第3話 金色の笑顔

窓から差し込む光に照らされ、石達は色とりどりの輝きを放つ。


私は作業着姿で庭にしゃがみ込み、無心で草をむしる。頭には父から借りたアトランタ五輪の記念キャップを被り、首には地元商工会の記念品タオルを巻いている。何ともおかしな格好だ。

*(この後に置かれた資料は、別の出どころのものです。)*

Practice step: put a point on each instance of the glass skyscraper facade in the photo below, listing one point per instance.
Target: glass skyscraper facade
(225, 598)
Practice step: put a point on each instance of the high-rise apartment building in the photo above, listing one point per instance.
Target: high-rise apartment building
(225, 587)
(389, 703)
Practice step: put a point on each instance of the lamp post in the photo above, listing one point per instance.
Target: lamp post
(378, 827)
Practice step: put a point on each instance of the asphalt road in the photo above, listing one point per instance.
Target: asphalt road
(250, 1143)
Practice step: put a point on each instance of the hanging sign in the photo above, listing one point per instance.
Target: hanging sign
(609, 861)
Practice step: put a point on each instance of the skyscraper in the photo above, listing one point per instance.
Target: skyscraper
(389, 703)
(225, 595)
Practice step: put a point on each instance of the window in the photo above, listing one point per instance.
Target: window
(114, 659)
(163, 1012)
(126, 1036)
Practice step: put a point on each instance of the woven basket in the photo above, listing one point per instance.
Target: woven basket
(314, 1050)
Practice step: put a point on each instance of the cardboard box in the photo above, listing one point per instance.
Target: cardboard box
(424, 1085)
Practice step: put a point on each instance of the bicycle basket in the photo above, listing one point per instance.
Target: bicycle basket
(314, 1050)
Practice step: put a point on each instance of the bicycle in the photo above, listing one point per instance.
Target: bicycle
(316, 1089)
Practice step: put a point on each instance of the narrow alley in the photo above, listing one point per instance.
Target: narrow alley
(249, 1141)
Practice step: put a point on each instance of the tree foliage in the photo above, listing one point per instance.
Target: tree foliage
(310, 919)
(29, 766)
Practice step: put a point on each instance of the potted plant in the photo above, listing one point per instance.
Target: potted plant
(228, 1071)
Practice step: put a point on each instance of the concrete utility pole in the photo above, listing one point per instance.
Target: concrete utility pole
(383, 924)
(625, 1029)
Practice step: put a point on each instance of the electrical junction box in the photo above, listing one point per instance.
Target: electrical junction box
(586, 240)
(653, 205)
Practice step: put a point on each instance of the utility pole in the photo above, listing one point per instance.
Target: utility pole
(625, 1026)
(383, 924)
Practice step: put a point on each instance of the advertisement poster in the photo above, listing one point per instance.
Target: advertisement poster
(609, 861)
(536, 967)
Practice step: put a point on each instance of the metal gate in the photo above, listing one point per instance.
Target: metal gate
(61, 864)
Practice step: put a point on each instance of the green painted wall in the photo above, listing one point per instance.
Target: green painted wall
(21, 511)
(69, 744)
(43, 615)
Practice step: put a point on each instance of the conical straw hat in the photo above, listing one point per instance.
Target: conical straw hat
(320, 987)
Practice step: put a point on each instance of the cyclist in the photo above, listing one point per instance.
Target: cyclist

普段は石屋を営む私だが、さすがに儲けの期待できない石屋の店番だけをして気ままに過ごしているわけではない。


——— 働かざるもの食うべからず ———


庭や畑、田んぼに出て両親の作業を手伝う。石屋の店に立っていられるよりも作業をしてもらったほうが両親は当然喜ぶ。大喜びである。


ここで、おそらく多くの人が抱くであろう疑問にお答えしておく。


この間、店は閉めてきているのか?(防犯的な意味で)


不在の時に来客があった場合気づかないのではないだろうか?(せっかくのお客様が・・・)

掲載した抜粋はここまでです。